Figure 5. Ang1/Tie-2 Intracellular Signaling

(A) Mpcs were incubated with Ang1 during increasing times or with Ang1 ± Tie-2Fc or U0126 for 10 min. Blot density on phosphosignaling membrane array (example is shown on right panel) was expressed as percentages of signal density at time 0 or in untreated cells, respectively. (B) Mpcs were incubated with Ang1 from day 4 ± U0126. Expression of various genes was evaluated by RT-qPCR. Insert: M-cadherin expression during in vitro myogenesis was evaluated by RT-qPCR. Results are means ± SEM.

Figure 6. Paracrine Effect of Neighboring Cells

(A) Mpcs were incubated with or without Ang1 ± Tie-2Fc, and (Aa) expression of various genes, including Ang1, Tie-2, and transcription factors involved in the regulation of Ang1 and Tie-2 expression, was evaluated by RT-qPCR. (Ab) Expression of Tie-2 was analyzed by flow cytometry. (B) Normal human muscle sections were immunolabeled with anti-α-SMA (red) or anti-vimentin (red) and anti-CD56 (green) antibodies. Bar, 5 µm. (C and D) Mpcs were incubated with conditioned medium from SMCs and fibroblasts ± Tie-2Fc. Expression of several genes was evaluated by RT-qPCR (C), and mpc proliferation was evaluated after Ki67 immunolabeling (D). Results are means ± SEM.

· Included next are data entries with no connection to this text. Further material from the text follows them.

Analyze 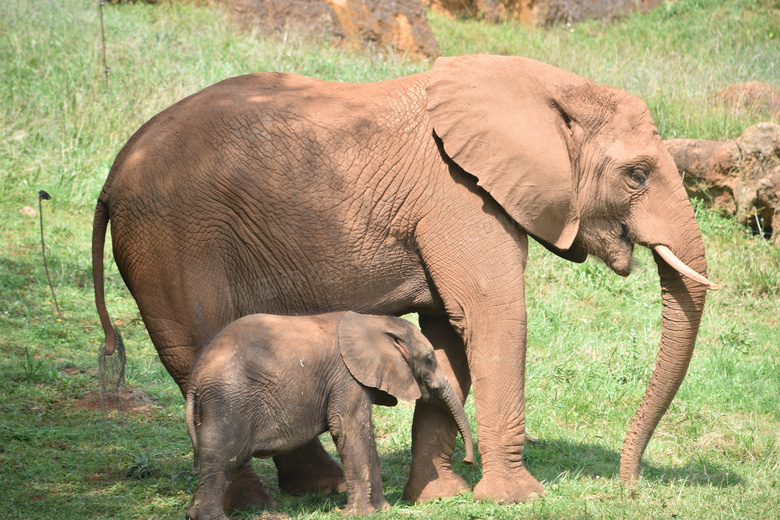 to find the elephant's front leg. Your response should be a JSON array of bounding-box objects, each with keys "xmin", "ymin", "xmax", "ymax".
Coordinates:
[
  {"xmin": 274, "ymin": 439, "xmax": 347, "ymax": 495},
  {"xmin": 329, "ymin": 392, "xmax": 390, "ymax": 516},
  {"xmin": 404, "ymin": 314, "xmax": 471, "ymax": 502},
  {"xmin": 412, "ymin": 213, "xmax": 544, "ymax": 503}
]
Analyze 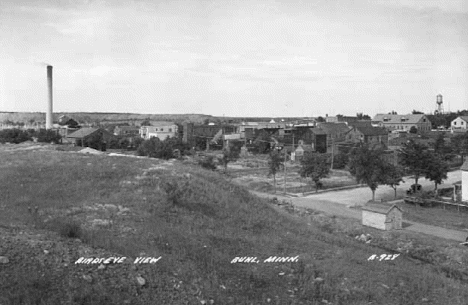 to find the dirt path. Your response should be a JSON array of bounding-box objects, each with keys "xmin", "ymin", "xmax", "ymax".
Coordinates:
[
  {"xmin": 252, "ymin": 171, "xmax": 468, "ymax": 242},
  {"xmin": 305, "ymin": 170, "xmax": 461, "ymax": 206}
]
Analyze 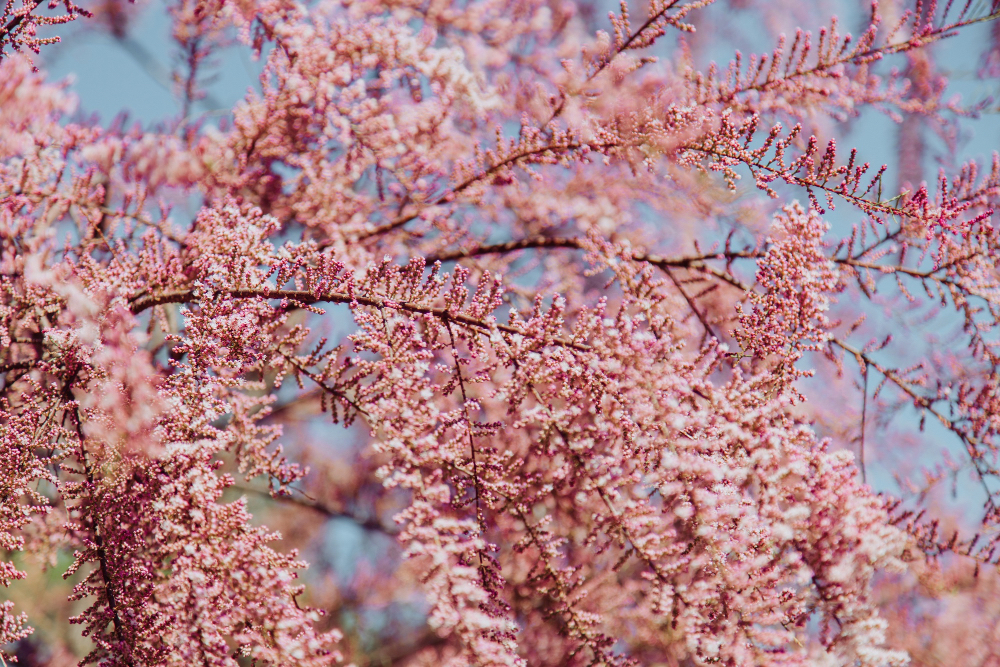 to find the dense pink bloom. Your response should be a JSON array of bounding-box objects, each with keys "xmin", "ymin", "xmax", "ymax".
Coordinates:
[{"xmin": 0, "ymin": 0, "xmax": 1000, "ymax": 667}]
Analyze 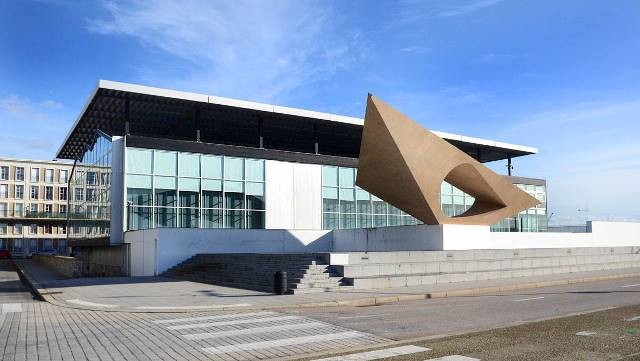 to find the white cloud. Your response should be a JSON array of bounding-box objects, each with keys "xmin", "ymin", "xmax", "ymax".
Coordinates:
[
  {"xmin": 438, "ymin": 0, "xmax": 502, "ymax": 17},
  {"xmin": 89, "ymin": 0, "xmax": 362, "ymax": 101}
]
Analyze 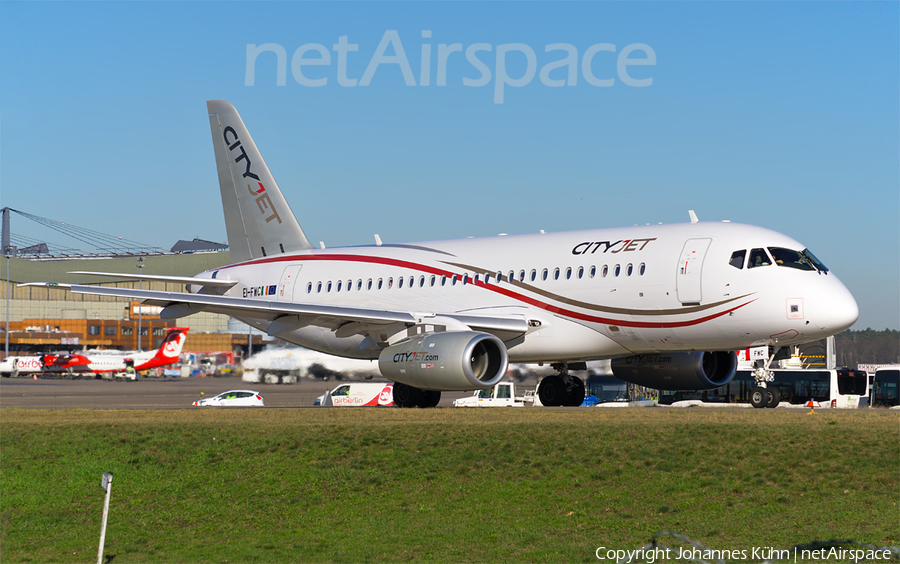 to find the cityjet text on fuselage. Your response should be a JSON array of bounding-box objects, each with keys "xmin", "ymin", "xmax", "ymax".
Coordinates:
[{"xmin": 572, "ymin": 237, "xmax": 656, "ymax": 255}]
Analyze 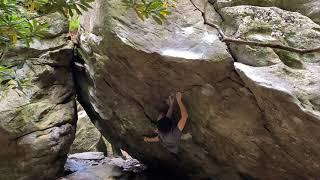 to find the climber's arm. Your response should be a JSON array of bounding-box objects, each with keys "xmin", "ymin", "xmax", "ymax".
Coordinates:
[
  {"xmin": 176, "ymin": 92, "xmax": 188, "ymax": 131},
  {"xmin": 166, "ymin": 95, "xmax": 174, "ymax": 118},
  {"xmin": 143, "ymin": 136, "xmax": 160, "ymax": 142}
]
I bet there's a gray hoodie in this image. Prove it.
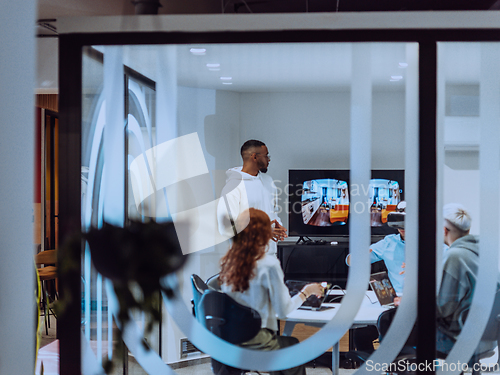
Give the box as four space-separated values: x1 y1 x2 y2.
437 234 479 340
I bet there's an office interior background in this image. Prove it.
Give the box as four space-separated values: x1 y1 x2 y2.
0 3 500 373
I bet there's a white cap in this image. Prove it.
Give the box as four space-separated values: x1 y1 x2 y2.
443 203 472 232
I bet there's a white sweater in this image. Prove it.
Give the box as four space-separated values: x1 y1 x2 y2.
217 167 281 254
221 254 302 331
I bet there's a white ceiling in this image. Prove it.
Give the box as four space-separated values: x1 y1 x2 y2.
116 43 407 92
37 0 488 92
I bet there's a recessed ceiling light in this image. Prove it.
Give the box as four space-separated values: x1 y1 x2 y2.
189 48 207 55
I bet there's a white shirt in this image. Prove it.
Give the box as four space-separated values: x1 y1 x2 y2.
217 167 282 254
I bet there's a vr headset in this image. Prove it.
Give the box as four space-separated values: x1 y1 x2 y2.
387 201 406 229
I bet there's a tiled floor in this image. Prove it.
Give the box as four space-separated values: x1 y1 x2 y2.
36 317 499 375
36 317 354 375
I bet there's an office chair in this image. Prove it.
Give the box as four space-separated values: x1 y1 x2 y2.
207 273 220 290
35 250 57 335
196 289 261 375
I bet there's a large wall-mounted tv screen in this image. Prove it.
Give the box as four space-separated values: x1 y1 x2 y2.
288 169 404 237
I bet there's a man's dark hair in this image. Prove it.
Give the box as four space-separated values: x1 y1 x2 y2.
240 139 266 156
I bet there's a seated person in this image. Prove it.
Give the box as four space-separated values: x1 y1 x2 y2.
380 203 490 354
219 208 324 375
346 201 406 354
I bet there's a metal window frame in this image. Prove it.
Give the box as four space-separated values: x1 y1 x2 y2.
57 20 500 375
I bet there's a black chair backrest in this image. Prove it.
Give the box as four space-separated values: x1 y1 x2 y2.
196 290 261 344
191 274 208 316
207 274 220 290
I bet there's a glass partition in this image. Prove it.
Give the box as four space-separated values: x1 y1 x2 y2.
82 43 419 373
437 42 500 374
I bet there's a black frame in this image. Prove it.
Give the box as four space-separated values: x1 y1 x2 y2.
57 28 500 375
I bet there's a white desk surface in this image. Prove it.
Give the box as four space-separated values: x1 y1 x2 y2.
286 290 388 325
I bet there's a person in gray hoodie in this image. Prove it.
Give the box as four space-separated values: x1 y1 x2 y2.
436 203 479 353
217 139 287 254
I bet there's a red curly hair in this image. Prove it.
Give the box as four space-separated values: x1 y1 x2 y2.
219 208 272 292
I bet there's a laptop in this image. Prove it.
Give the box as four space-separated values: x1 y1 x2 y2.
370 271 397 307
285 280 334 311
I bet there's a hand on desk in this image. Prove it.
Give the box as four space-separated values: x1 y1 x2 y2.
300 283 325 301
271 220 288 242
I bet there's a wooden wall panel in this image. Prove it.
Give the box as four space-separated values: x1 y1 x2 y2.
35 94 59 112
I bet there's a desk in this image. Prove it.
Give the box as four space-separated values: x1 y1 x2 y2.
283 290 387 375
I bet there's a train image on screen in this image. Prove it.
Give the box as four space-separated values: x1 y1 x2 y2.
301 178 349 227
369 179 401 227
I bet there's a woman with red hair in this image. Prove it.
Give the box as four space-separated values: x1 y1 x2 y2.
219 208 324 375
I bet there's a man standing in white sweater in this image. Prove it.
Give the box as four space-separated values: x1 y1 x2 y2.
217 140 287 254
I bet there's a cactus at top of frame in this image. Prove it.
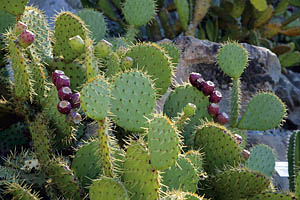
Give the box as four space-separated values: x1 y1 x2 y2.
54 11 88 63
111 70 156 132
122 0 156 27
237 92 287 131
89 177 129 200
126 43 173 95
217 42 248 78
146 114 181 171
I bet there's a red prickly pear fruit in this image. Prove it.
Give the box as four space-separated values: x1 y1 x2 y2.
209 90 222 103
15 21 27 35
189 72 202 87
57 100 72 114
68 112 82 124
241 149 251 160
55 75 71 90
201 81 215 96
51 70 65 85
58 87 72 101
71 92 80 108
18 29 35 48
234 134 243 144
208 103 219 117
216 112 229 125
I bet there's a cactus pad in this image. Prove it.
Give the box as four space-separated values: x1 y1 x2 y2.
246 144 275 177
195 122 241 173
89 177 129 200
123 0 155 27
111 71 155 132
126 43 172 94
238 92 286 131
147 115 181 171
123 141 160 200
80 76 110 120
217 43 248 78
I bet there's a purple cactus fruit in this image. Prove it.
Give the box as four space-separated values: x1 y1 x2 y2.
15 21 27 35
209 90 222 103
58 87 72 101
208 103 219 117
234 134 243 144
57 100 72 114
201 81 215 96
55 75 71 90
216 112 229 125
71 92 80 108
68 111 82 124
18 29 35 48
52 70 65 85
241 149 251 160
189 72 202 87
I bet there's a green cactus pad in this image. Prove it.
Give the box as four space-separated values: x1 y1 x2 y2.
164 84 212 148
249 192 297 200
77 8 106 42
72 140 101 188
195 122 241 174
147 115 181 171
123 141 160 200
125 43 172 95
0 0 29 16
89 177 129 200
217 42 248 78
238 92 286 131
55 61 86 90
111 71 156 132
54 11 88 62
213 168 270 200
46 159 82 200
246 144 275 177
123 0 155 27
162 155 198 192
80 76 110 120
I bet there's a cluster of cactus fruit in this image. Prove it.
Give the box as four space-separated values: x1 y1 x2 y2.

Figure 7. In Vivo Association between Ang1/Tie-2 System and Satellite Cell Quiescence

(A) Satellite cells were sorted from skeletal muscle of various mouse strains and analyzed for Pax7 and Tie-2 expression by RT-PCR and RT-qPCR. (Aa) CD31 ⁻GFP^lo and CD31⁺GFP^hi cell populations were sorted from Tg:Tie-2-GFP mice. (Ab) GFP⁺ cells were sorted from 1-week-old (1 wk/Pax3GFP⁺) and adult normal (A/Pax3GFP⁺) Pax3^GFP/+ mice. (Ac) YFP⁺ and YFP⁻ cells were sorted from adult normal Myf5-Cre/ROSA-YFP mice. Results are means ± SEM. (B) Loss-of-function (LOF) and gain-of-function (GOF) studies were performed as shown on the scheme (Ba): muscle was injured with notexin (Nx) or not (Nacl). In LOF, at days 5 and 6, blocking anti-Tie-2 antibodies (a-Tie-2Ab or IgG) were i.m. injected, and muscle was analyzed at day 12. In GOF, at day 5, Ang1 plasmid (Ang1) (or empty plasmid) (empty) was electroporated, and was muscle analyzed at day 15. (Bb) Example of muscle-section labeling for Pax7 (green) and ki67 (red) (arrow shows double-positive satellite cell). Bar, 10 µm. (Bc) LOF and (Bd) GOF analysis of satellite cell staining. (Be) Whole-muscle expression of Pax7and Myf5 genes by RT-qPCR in GOF experiments. Results are means ± SEM.